If the first stage of gum disease is not treated, your gums can worsen into periodontitis, in which the supporting bone and tissues holding the teeth in place are damaged. At this stage, the gums can form a pocket below the gum line which encourages the growth of plaque and the collection of pus. Periodontal therapy and better oral hygiene can prevent further damage.
This can further worsen into advanced periodontitis. In this advanced stage, the bone and teeth fibres that hold your teeth in place are being destroyed. This can cause your teeth to shift and loosen and can fall out, affecting your bite and eating. Periodontal therapy may help, but your teeth may need to be removed by a dentist or periodontal specialist.
Symptoms of Gum Disease
Gum disease can be very subtle in presenting itself. Its silent nature can make it very difficult to know whether you have the disease. If you experience any of the following symptoms, consult your dental specialist who can identify any warning signs.
- Bleeding gums when brushing or flossing
- Overly sensitive teeth
- Bad breath or bad taste in the mouth
- Swollen, red, or tender gums
- Pain or sensitivity when chewing
- Gums receding away from the tooth
- Pockets developing between teeth and gums
- Pus surrounding teeth and gums
- Loose teeth
- Movement or shifting of teeth
Cause of Gum Disease
Gum disease is caused by bacteria in plaque. Plaque is a sticky film of bacteria that forms over teeth. If this plaque is not removed by brushing and flossing, it can build up between gums and teeth and harden into tartar, also called calculus, which further encourages build up of plaque. The bacteria in plaque and tartar grows and inflames and infects the gums. It can wear away, weaken, and deteriorate the gum tissue and supporting bone, leading to tooth loss and gum recession. Brushing or flossing cannot remove this tartar, it can only be removed by a professional dental cleaning.
Gum Disease Prevention
The key to preventing gum disease is good oral hygiene to keep plaque and tartar at bay. You should brush your teeth using fluoride toothpaste at least twice a day for 2-3 minutes to remove food debris, bad bacteria, and plaque from tooth surfaces, tongue, and gum line. You should also floss at least once a day to remove food and plaque trapped in between teeth. Additionally, use mouthwash to reduce plaque and food particles missed by brushing and flossing.

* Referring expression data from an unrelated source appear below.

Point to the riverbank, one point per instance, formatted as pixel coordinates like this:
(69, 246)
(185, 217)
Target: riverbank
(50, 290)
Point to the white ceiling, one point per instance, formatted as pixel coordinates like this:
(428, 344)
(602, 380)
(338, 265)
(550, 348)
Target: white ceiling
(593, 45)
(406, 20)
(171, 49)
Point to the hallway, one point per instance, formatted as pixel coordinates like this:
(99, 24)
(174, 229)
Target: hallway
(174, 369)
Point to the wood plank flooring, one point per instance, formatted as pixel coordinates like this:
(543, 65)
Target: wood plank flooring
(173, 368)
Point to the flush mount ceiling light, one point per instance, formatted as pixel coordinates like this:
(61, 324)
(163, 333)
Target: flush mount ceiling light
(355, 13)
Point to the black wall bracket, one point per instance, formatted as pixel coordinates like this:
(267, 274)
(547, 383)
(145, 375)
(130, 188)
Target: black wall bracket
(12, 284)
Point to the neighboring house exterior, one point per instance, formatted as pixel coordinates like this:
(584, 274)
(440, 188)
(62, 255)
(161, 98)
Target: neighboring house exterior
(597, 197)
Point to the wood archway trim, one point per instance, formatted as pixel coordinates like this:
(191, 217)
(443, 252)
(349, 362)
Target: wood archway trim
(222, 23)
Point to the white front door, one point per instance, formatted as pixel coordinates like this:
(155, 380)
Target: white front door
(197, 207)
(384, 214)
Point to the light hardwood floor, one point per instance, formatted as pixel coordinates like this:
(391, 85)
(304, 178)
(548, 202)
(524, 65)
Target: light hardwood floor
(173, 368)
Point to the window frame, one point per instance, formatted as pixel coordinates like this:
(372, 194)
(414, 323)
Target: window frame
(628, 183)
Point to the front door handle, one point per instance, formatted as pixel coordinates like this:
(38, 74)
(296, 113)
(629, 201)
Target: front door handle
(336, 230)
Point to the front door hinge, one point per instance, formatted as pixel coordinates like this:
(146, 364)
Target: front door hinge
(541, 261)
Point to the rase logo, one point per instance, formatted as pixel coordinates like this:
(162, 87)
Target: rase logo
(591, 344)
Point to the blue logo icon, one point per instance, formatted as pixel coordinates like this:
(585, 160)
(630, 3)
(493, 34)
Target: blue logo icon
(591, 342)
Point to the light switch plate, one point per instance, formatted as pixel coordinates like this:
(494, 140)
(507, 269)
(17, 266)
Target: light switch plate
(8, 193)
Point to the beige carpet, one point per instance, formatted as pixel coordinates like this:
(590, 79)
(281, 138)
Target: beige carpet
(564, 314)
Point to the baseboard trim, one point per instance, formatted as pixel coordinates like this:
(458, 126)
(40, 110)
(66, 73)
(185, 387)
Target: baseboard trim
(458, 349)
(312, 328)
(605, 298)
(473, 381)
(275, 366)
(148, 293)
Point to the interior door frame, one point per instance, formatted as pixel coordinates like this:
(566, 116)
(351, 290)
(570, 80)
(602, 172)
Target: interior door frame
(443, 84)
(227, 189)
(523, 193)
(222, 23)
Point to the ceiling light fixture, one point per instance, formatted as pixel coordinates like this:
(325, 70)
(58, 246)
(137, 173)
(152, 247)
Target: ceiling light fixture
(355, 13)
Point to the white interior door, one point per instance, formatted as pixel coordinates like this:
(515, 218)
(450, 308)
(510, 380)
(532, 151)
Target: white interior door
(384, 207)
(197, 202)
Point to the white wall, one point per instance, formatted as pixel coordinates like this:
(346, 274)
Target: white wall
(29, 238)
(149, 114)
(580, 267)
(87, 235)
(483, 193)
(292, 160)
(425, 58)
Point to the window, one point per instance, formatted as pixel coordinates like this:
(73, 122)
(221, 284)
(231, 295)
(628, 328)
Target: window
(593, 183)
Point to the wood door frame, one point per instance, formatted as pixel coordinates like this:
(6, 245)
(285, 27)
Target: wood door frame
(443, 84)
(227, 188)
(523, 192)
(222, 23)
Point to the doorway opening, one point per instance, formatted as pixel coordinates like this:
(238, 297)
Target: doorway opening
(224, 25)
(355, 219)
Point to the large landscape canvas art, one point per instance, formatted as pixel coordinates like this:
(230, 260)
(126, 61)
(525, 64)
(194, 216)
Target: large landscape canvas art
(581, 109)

Smoking increases the risk of gum disease as it reduces oxygen levels in the blood which prevents infected gums from healing. Smoking also causes more bacteria that produces plaque, leading to unhealthy gums. So, to prevent gum disease, you should stop smoking.
It is also important to maintain a healthy diet to reduce risk. Eat a well balanced diet with enough vitamins and minerals to keep tissues healthy and strong to support teeth. Avoid sugary foods as the bad bacteria in plaque thrives off sugar, using it to grow and worsen.
Regular dental checkups will ensure any issues are detected and treated before they advance. By visiting your dentist every 6 months, gum disease can be caught in the first stages and any problems easily combated before they worsen into periodontitis.
Gum Disease Treatment
You should visit the dentist if you experience painful or swollen gums or blood when brushing. A dentist can check the health of your gums using a periodontal probe or x-ray. They can conduct a thorough clean, scale, and polish to remove any hardened plaque or tartar above and below the gum line to ensure gums are disease-free.
Root planing can also be used to remove bacteria from around the roots and pockets on the gum line. If you have severe gum disease, a specialist in periodontics can perform surgery to reduce periodontal pockets. In cases of tooth loss, dentures or implants can be fitted.